Here is jsFiddle (although the jsFiddle window itself is small so you will barely notice the difference):
https://jsfiddle.net/wL60jo5n/
Help will be greatly appreciated.
To prevent blur, you should account for window.devicePixelRatio when setting dimensions of your canvas element (and account for that dimensions during subsequent drawing, of course).
width and height properties of your canvas element should contain values that are proportionally higher than values in CSS properties of the same names. This can be expressed e.g. as the following function:
function setCanvasSize(canvas, width, height) {
var ratio = window.devicePixelRatio,
style = canvas.style;
style.width = '' + (width / ratio) + 'px';
style.height = '' + (height / ratio) + 'px';
canvas.width = width;
canvas.height = height;
}
To remove blurry effect on canvas zoom/scale i used image-rendering: pixelated in css
The problem is that you are using decimal values to draw. Both the canvas width and the position increments in your drawBoard() loop use fractions. The canvas is a bitmap surface, not a vectorial drawing. When you set the width and height of the canvas, you set the actual number of pixels stored in memory. That value cannot be decimal (browsers will probably just trim the decimal part). When you try to draw at decimal positions, the canvas will use pixel interpolation to avoid aliasing, hence the occasional blur.

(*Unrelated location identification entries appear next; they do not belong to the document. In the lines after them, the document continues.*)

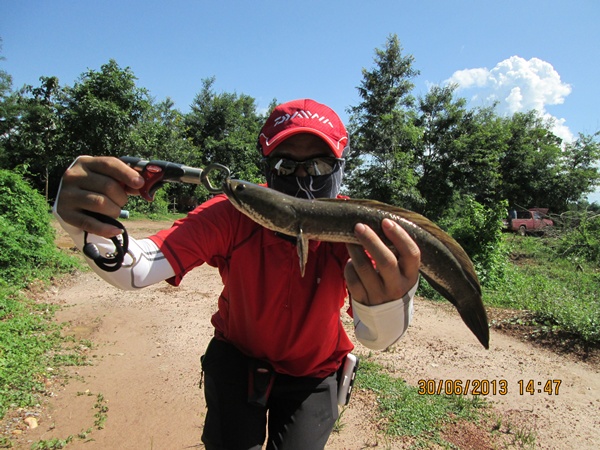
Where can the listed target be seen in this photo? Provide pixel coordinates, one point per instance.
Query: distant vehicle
(529, 221)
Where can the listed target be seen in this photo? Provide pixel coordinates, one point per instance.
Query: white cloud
(518, 85)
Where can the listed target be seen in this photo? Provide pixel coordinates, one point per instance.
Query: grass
(562, 294)
(403, 411)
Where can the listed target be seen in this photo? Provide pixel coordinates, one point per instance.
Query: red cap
(303, 116)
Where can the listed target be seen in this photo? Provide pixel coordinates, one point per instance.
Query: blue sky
(525, 54)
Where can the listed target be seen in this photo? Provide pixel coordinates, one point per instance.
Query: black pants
(301, 411)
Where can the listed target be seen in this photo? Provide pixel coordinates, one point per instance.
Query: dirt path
(147, 346)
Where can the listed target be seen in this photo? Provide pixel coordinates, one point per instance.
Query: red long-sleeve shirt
(266, 309)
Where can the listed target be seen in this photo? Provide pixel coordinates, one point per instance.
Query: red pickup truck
(532, 220)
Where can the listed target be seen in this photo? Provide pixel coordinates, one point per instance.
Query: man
(278, 338)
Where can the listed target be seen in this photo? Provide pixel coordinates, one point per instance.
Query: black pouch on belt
(260, 381)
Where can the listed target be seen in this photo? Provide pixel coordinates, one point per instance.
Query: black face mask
(311, 186)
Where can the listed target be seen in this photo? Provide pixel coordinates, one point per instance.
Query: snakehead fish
(444, 263)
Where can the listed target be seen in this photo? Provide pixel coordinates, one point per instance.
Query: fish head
(267, 207)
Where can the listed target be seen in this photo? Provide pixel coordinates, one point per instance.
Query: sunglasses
(322, 165)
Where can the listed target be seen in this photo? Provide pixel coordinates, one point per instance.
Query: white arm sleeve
(379, 326)
(144, 263)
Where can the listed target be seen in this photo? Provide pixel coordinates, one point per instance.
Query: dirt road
(147, 345)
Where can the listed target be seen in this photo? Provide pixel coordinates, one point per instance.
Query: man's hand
(384, 276)
(98, 184)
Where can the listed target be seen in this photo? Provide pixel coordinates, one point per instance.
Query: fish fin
(302, 247)
(474, 316)
(427, 225)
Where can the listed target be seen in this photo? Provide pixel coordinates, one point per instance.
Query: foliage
(561, 295)
(225, 128)
(479, 231)
(580, 240)
(380, 166)
(405, 412)
(158, 207)
(26, 236)
(27, 338)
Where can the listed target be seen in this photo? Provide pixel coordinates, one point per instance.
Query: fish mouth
(229, 188)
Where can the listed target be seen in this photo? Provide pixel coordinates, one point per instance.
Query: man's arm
(382, 284)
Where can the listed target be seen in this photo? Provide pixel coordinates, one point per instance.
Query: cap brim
(271, 144)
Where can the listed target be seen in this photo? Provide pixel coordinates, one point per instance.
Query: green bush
(478, 229)
(26, 235)
(157, 208)
(581, 241)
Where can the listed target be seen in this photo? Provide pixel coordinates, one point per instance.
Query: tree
(530, 163)
(224, 127)
(578, 170)
(383, 136)
(101, 111)
(32, 140)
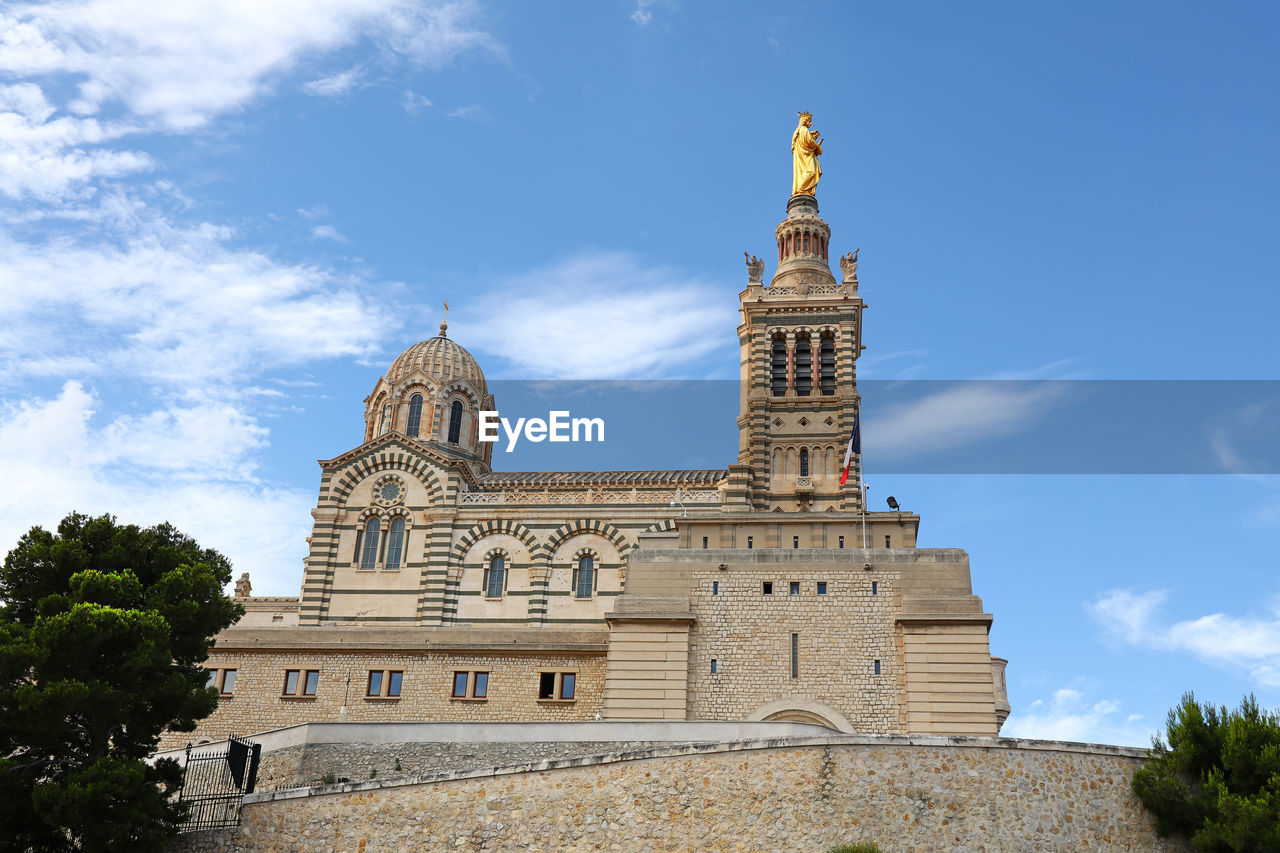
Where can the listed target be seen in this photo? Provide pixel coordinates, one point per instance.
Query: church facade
(437, 588)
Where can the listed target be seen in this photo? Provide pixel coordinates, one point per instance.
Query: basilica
(439, 589)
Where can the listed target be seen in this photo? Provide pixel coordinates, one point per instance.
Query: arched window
(369, 553)
(455, 422)
(584, 576)
(415, 415)
(804, 366)
(394, 543)
(778, 368)
(496, 576)
(827, 365)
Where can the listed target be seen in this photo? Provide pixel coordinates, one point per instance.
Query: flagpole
(863, 484)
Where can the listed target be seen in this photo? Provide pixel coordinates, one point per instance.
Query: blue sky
(220, 220)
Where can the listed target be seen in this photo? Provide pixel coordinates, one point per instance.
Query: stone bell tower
(800, 340)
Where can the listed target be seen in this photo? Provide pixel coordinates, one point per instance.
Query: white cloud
(471, 113)
(60, 456)
(1072, 714)
(173, 67)
(45, 158)
(1249, 643)
(599, 316)
(178, 306)
(640, 14)
(958, 415)
(415, 103)
(334, 85)
(183, 63)
(328, 232)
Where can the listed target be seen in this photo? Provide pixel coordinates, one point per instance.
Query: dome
(442, 360)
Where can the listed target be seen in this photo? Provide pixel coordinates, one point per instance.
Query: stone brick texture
(789, 796)
(311, 763)
(426, 692)
(840, 637)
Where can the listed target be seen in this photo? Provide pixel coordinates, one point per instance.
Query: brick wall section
(310, 763)
(908, 796)
(840, 637)
(257, 706)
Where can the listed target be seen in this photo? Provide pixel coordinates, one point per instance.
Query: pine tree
(1216, 783)
(103, 633)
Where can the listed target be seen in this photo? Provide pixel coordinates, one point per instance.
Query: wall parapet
(781, 793)
(702, 747)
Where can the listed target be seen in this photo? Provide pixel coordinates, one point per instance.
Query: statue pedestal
(801, 205)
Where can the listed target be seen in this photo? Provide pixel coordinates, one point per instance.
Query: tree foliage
(103, 633)
(1216, 783)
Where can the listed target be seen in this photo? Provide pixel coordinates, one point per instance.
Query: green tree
(103, 633)
(1216, 783)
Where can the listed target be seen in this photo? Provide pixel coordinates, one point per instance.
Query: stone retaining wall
(310, 763)
(904, 793)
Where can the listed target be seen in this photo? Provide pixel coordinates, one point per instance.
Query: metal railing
(214, 784)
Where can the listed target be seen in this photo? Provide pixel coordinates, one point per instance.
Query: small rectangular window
(470, 685)
(311, 683)
(557, 685)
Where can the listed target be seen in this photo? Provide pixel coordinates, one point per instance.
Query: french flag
(855, 446)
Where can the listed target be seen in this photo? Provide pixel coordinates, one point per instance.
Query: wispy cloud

See a version where I round x before drawing:
https://jsfiddle.net/hts7yybm/
Try rounding the values just before you draw them, but not in your actual logic. That way, the imprecision won't stack as the algorithm keeps adding to the value.
function drawBoard(){
for (var x = 0; lLimit <= 8; x += bw / 8) {
var roundedX = Math.round(x);
context.moveTo(roundedX, 0);
context.lineTo(roundedX, bh);
lLimit++;
}
for (var x = 0; lLimit <= 17; x += bh / 8) {
var roundedX = Math.round(x);
context.moveTo(0, roundedX);
context.lineTo(bw, roundedX);
lLimit++;
}
context.lineWidth = 1; // never use decimals
context.strokeStyle = "black";
context.stroke();
}
EDIT: I'm pretty sure all browsers behave as if the canvas was an img element, so there's no way to prevent aliasing when the user zooms with their browser's zoom function, other than with prefixed css. And even then, I'm not sure the browsers's zoom feature takes that into account.
canvas {
image-rendering: -moz-crisp-edges;
image-rendering: -o-crisp-edges;
image-rendering: -webkit-optimize-contrast;
image-rendering: crisp-edges;
-ms-interpolation-mode: nearest-neighbor;
}
Also, make sure the canvas doesn't have any CSS-set dimensions. That only stretches the image after it's been drawn instead of increasing the drawing surface. If you want to fill a block with the canvas by giving it 100% width and height, then you need some JS to compute the CSS-given height and width and set the value of the canvas's width and height property based on that. Then you can make your own implementation of a zoom function within your canvas drawing code, but depending on what you're doing it might be overkill.